[proofplan]
Each conditional convergence theorem is derived from its unconditional counterpart by verifying the defining conditions of conditional expectation. The Conditional MCT follows by applying the (unconditional) [Monotone Convergence Theorem](/theorems/509) to the [sequence](/page/Sequence) $Y_n \mathbb{1}_A$. The Conditional [Fatou Lemma](/theorems/510) is deduced from the Conditional MCT applied to the increasing sequence $\inf_{k \geq n} X_k$. The Conditional DCT follows from two applications of Conditional Fatou to $X_n + Y$ and $Y - X_n$. The Conditional [Jensen Inequality](/theorems/515) uses the representation of a convex [function](/page/Function) as the supremum of countably many affine minorants.
[/proofplan]
[step:Prove the Conditional [Monotone Convergence Theorem](/theorems/509)]

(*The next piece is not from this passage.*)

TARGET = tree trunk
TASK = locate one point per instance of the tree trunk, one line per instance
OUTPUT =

**(i)** Let $Y_n$ be a version of $\mathbb{E}[X_n \mid \mathcal{G}]$. Since $0 \leq X_n \leq X_{n+1}$ a.s., the positivity of conditional expectation ([Basic Properties of Conditional Expectation](/theorems/1148), part (iv)) applied to $X_{n+1} - X_n \geq 0$ gives $Y_{n+1} - Y_n = \mathbb{E}[X_{n+1} - X_n \mid \mathcal{G}] \geq 0$ a.s. (using linearity, part (v)). Since $Y_n \geq 0$ a.s. and the sequence is increasing, the [limit](/page/Limit) $Y = \lim_{n \to \infty} Y_n$ exists a.s. in $[0, \infty]$ and is $\mathcal{G}$-measurable as a limit of $\mathcal{G}$-[measurable functions](/page/Measurable%20Functions).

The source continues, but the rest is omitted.